Die Fülle des Materials im Archiv kann für Schülerinnen und Schüler ein Hindernis beim Arbeiten sein, da sie von ihr regelrecht „erschlagen“ werden. Aus diesem Grund ist es für die Lernenden in der Regel nicht zugänglich. Die Lehrperson wählt im Vorfeld bei ihrer Vorbereitung die Materialien, die sie einsetzen möchte aus, indem sie diese aus dem Archiv in die Medienleiste zieht. Bei Bedarf kann er sie sich dabei natürlich noch einmal anschauen. Seine Auswahl wird dann bei Unterrichtsbeginn auf die Tablets der Schüler geladen. Falls der Lehrer einmal Material vergessen hat oder es sich im Unterrichtsverlauf anbietet, weiteres Material freizuschalten, kann er dies jederzeit von seinem Tablet aus tun. Eine bestimmte Auswahl zu einem Thema lässt sich für den weiteren Gebrauch auch speichern. Als Beispiel und zur ersten Orientierung könnten zu jedem Kapitel ein oder zwei bereits vorgefertigte Medienleisten mitgeliefert werden, die bestimmte Zugänge zum Thema ermöglichen. Falls der Lehrer es möchte, kann er zudem das Archiv für die Schülerinnen und Schüler freischalten und sie auf eigene Faust recherchieren lassen. Insgesamt ermöglicht die ABO also drei Modi zur Materialauswahl: Die freie Suche im Archiv, die Vorauswahl der Lehrperson und die vorgefertigten Entwürfe zum Thema.

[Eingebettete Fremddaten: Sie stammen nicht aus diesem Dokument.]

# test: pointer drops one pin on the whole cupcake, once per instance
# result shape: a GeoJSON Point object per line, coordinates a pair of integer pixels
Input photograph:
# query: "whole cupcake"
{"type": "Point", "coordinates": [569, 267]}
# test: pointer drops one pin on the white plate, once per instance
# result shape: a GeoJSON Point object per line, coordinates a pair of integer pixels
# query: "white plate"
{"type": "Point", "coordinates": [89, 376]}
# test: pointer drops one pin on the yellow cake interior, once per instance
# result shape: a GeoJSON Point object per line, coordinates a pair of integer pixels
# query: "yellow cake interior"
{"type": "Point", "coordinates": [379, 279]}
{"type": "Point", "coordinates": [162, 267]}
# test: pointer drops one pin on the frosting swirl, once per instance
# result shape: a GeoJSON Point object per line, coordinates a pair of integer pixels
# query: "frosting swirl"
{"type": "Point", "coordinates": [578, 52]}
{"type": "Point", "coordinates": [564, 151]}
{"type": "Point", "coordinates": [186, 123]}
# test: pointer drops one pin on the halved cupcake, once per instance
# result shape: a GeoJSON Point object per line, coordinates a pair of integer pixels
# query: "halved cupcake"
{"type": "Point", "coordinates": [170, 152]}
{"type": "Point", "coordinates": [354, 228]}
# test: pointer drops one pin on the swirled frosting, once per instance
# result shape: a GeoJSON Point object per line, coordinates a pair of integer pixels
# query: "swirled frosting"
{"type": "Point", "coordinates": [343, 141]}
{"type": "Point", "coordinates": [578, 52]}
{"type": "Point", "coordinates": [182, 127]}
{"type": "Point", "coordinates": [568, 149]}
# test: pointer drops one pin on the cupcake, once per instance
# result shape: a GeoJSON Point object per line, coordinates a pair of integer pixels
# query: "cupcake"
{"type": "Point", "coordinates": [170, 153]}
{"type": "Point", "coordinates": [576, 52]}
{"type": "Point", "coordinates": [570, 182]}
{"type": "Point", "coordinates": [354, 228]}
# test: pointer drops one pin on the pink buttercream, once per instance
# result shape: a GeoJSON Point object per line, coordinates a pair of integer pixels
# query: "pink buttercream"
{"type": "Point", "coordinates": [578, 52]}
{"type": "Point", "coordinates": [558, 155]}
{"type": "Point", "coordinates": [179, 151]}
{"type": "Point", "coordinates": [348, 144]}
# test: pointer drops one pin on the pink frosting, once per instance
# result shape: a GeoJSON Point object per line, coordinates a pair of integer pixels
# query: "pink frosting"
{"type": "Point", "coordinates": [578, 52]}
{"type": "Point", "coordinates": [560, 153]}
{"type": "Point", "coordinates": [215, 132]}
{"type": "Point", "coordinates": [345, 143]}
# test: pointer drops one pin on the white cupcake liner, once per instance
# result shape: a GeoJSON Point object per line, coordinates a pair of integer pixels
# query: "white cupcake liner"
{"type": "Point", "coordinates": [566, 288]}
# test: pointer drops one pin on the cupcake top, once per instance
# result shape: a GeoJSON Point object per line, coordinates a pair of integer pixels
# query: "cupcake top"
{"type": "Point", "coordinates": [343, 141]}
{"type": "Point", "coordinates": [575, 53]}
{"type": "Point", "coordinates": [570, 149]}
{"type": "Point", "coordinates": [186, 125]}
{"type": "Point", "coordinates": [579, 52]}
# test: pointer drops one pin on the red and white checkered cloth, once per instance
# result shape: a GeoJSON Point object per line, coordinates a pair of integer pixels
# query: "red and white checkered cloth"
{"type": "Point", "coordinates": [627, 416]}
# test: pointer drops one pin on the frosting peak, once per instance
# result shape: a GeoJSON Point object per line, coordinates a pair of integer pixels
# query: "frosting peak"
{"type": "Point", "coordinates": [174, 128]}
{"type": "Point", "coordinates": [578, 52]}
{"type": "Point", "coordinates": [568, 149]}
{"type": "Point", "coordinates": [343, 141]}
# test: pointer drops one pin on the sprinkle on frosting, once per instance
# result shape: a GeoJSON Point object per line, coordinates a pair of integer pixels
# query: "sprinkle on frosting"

Dieser Entwurf ist bewusst nicht an bisherigen Strukturen in Schulbüchern angelehnt. Die dort unvermeidliche Beschränkung, nur vor- und zurückblättern zu können, kann beim digitalen Schulbuch umgangen werden. Der durch „konventionelle“ induzierte Vorher-Nachher-Eindruck in der Themenabfolge wird damit zum Teil aufgebrochen und die Buchstruktur kann so das Gespür der Schüler für die Gleichzeitigkeit und Wechselwirkung der Ereignisse untereinander verstärken. Der hier dargestellte Entwurf einer Struktur für ein digitales Schulbuch nutzt den digitalen Vorteil also indem er viel Material bietet, ohne zu überfrachten; indem er die Eigenschaften von Schulbuch und Arbeitsheft in der ABO vereint; indem er durch die Materialauswahl der Lehrkraft mehr und einfachere Gestaltungsmöglichkeiten bietet; und schließlich indem er durch seine Struktur Anreize zu einem mehr als nur chronologisch aneinanderreihendem Geschichtsverständnis schafft.
[Dieser Text entstand im Rahmen des geschichtsdidaktischen Hauptseminars "Leitmedium 2.0? Das Schulgeschichtsbuch zu Beginn des "digitalen" 21. Jahrhunderts" von Prof. Dr. Markus Bernhardt und Christian Bunnenberg in der Abteilung für Didaktik der Geschichte an der Universität Duisburg-Essen im Wintersemester 2013/2014.]